True or false? Take this Fireworks Safety Quiz

Dazzling kaleidoscopes of color light up the skies over American cities and towns while whistles, pops, and booms reverberate in the air.

Celebrating the Fourth with fireworks is as American as barbecue and beer, but what’s often forgotten is that all those explosives are downright dangerous.

In 2016, according to the Consumer Products Safety Commission (CPSC), more than 11,000 people required medical treatment due to firework-related injuries. Although the number of fireworks-caused fatalities is low, injuries to skin, hands, head, and eyes are often severe and can lead to loss of limbs, blindness and lifelong scarring.

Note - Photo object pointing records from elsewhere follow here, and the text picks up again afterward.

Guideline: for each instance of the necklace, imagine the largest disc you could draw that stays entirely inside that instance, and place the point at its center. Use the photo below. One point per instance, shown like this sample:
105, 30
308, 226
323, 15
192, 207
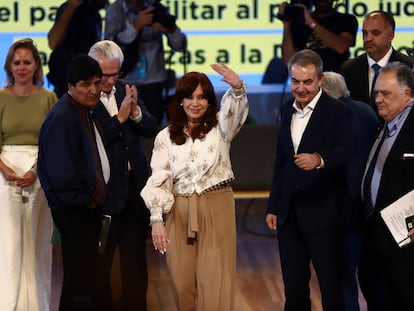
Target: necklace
22, 91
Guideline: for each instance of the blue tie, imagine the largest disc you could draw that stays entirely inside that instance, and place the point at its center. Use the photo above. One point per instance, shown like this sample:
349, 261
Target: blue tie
366, 188
376, 69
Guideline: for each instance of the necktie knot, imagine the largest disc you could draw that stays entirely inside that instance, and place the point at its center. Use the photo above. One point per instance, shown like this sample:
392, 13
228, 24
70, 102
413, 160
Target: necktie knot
376, 68
367, 191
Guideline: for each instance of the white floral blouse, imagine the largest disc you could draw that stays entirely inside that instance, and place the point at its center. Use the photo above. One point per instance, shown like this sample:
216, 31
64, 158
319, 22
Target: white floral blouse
196, 165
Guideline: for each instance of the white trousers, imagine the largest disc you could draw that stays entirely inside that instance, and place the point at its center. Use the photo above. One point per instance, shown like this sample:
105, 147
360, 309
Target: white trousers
25, 233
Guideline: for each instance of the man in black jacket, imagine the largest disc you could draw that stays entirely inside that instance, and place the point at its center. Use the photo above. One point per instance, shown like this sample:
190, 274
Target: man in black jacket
129, 172
378, 32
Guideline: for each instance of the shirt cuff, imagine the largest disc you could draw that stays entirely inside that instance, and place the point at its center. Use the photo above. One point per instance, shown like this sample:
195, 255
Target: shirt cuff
138, 117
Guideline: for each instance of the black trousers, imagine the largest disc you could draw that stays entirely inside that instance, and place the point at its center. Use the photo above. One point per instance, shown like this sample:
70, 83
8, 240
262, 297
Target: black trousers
129, 232
83, 285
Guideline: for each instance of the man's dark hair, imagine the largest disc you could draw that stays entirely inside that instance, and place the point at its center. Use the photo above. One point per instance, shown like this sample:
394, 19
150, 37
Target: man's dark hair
389, 19
81, 68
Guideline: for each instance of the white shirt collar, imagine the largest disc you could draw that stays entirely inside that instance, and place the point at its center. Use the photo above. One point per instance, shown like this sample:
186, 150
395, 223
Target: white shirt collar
382, 62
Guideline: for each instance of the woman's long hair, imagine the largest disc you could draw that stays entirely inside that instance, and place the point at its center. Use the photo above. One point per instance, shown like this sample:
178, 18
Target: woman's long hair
186, 86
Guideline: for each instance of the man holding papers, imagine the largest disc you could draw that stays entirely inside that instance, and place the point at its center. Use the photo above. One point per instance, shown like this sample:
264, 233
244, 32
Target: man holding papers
386, 270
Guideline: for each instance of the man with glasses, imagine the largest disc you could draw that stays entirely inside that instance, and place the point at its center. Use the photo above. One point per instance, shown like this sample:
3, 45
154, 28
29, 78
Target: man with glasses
128, 229
138, 26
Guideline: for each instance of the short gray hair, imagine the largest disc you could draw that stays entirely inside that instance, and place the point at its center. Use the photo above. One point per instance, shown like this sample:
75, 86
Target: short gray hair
334, 84
304, 58
108, 49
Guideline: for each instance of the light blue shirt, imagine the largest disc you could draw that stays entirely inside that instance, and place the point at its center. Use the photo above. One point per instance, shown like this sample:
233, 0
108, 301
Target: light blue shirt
394, 127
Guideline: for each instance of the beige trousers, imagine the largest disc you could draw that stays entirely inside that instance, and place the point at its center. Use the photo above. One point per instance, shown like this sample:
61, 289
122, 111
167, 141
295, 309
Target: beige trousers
25, 232
203, 268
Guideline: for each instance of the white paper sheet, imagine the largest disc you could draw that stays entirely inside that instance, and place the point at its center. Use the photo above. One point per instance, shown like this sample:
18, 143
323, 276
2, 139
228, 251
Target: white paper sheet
394, 217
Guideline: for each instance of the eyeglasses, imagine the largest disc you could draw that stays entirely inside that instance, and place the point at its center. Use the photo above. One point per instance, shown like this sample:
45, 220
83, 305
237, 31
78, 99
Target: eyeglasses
112, 75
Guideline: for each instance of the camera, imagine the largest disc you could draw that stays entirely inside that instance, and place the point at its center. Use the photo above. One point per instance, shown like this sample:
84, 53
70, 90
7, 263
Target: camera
162, 16
293, 12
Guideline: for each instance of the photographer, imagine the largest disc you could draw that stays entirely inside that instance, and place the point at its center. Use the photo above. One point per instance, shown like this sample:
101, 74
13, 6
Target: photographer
137, 26
325, 30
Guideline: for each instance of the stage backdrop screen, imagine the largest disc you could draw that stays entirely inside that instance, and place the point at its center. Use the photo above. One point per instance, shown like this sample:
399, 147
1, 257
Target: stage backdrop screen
245, 34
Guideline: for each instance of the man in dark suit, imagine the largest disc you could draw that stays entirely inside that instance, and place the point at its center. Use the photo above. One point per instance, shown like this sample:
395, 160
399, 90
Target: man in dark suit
377, 34
308, 190
363, 127
386, 270
73, 169
129, 172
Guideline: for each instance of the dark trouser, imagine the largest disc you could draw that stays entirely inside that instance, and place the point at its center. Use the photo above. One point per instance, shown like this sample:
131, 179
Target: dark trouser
153, 97
82, 283
297, 249
353, 245
129, 231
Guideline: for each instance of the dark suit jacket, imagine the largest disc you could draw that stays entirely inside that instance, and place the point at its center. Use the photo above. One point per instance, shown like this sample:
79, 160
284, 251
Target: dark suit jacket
355, 72
67, 159
318, 195
123, 145
396, 180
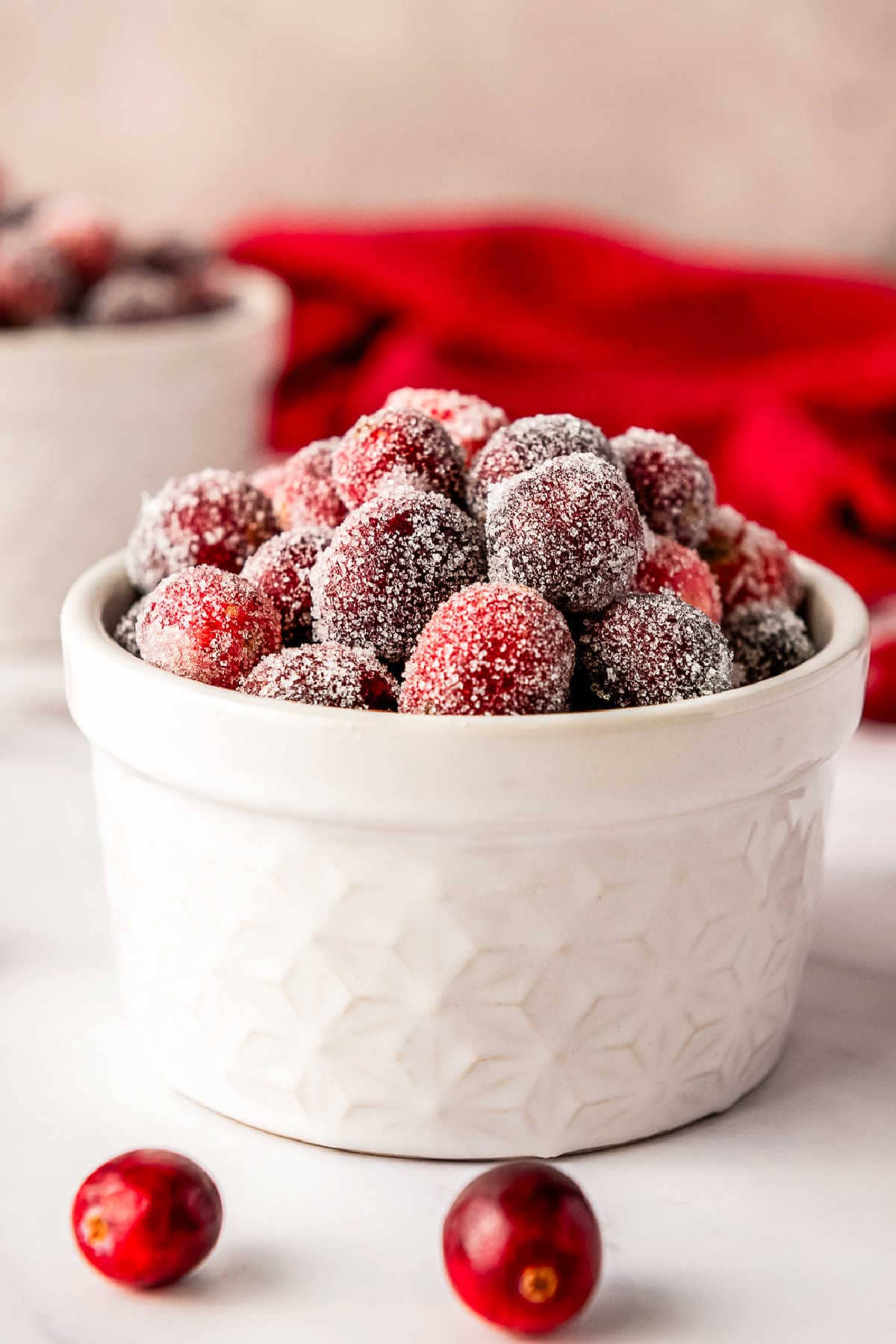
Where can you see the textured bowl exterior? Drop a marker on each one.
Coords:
(462, 939)
(92, 417)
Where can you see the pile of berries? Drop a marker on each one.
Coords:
(438, 559)
(63, 260)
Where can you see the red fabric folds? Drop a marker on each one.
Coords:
(785, 381)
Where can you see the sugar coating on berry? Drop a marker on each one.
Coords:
(390, 564)
(307, 494)
(469, 420)
(281, 569)
(568, 529)
(492, 648)
(766, 641)
(208, 517)
(652, 648)
(207, 625)
(669, 564)
(329, 673)
(675, 488)
(751, 564)
(526, 444)
(395, 449)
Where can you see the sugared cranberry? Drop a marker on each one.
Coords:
(750, 562)
(570, 529)
(766, 641)
(207, 625)
(491, 648)
(652, 648)
(669, 564)
(526, 444)
(324, 673)
(80, 233)
(673, 487)
(523, 1248)
(469, 420)
(393, 450)
(147, 1218)
(880, 694)
(35, 281)
(307, 495)
(281, 569)
(210, 517)
(388, 567)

“When it comes to amateurs setting off fireworks, we have one word of advice—don’t,” said Stephanie Campbell, RN, Burn Program Manager at Parkland Health & Hospital System. “Our motto is ‘leave the shows to the pros’ and enjoy professional displays at a safe distance.”

Every year, Parkland’s ER and Regional Burn Center treat people injured by legally purchased firecrackers, sparklers, fountains, Roman candles, and bottle rockets, as well as by illegal fireworks like cherry bombs and products named M-80, M-100, and M-250, according to a recent news release.

“A surprising number of fireworks injuries are to toddlers and small children,” Campbell said. “Because their skin is more delicate, their burns can be even more devastating than those to adults. Eye injuries are another big risk to both kids and adults.”

To stay safe while you enjoy the festivities, Parkland staff encourages you to take this Fireworks Safety Quiz and share the facts with your family.

True or false?

Sparklers are safe for children.
A: False. Sparklers are the second leading cause of firework injuries requiring hospitalization and most of these injuries are to young children. Sparklers burn at a temperature high enough to melt glass or gold – more than 1,800 degrees Fahrenheit.

Homemade fireworks are safer than those you purchase.
A: False. Homemade fireworks can be even more dangerous than store-bought, statistics show. Insufficient knowledge about chemicals and explosives can lead to bad results, the CPSC states.

Only people setting off fireworks are at risk of eye injury.
A: False. Prevent Blindness estimates that bystanders receive nearly 40 percent of all firework injuries, many caused by ash, sparks, and cinders drifting into the eyes of onlookers. People setting off fireworks should wear eye goggles to protect their eyes from exploding particles.

Firework injuries most often happen to males.
A: True. Men ages 22 to 24 and boys ages 12 to 14 are the most frequently injured.

Firework injuries only happen during Fourth of July celebrations.
A: False. Firework-related injuries also happen during Labor Day, New Year’s Eve and Christmas holidays and are most common throughout the entire month of July.

Only careless adults or unsupervised children are injured by fireworks.
A: False. Even professional pyro-technicians are sometimes injured. “Fireworks are unpredictable and aren’t safe for children, even if supervised by adults. The best way to avoid injury is not to use fireworks at all,” Campbell said.

Unexploded fireworks should not be touched.
A: True. If you find any unexploded firework, contact your local police or fire department immediately. Never try to relight malfunctioning fireworks.

If you are burned while handling fireworks, rub butter or mayonnaise on your skin.
A: False. Don’t apply ointments, butter or steroidal salves to burns because they seal in the heat. The American Burn Association recommends seeking medical attention for any second-degree burn larger than 2-3 inches or a third-degree burn of any size.

Hearing loss is another potential risk of fireworks.
A: True. Hearing loss caused by the loud bang of an exploding firework can be temporary or permanent. Even bystanders who are too close when the firework detonates can suffer hearing loss.

More fireworks safety tips from Parkland Burn Center staff:

  • Never use fireworks while impaired by alcohol or drugs
  • Wear protective eyewear and clothing if using fireworks or standing nearby
  • Never light fireworks indoors, near buildings or flammable materials like dry grass
  • Soak unused fireworks in water for a few hours after discarding
  • Keep a bucket of water or fire extinguisher nearby in case of fire
  • In case of a burn, call 911 or seek medical attention, preferably at a specialized burn center that is experienced in evaluating and treating burn injuries.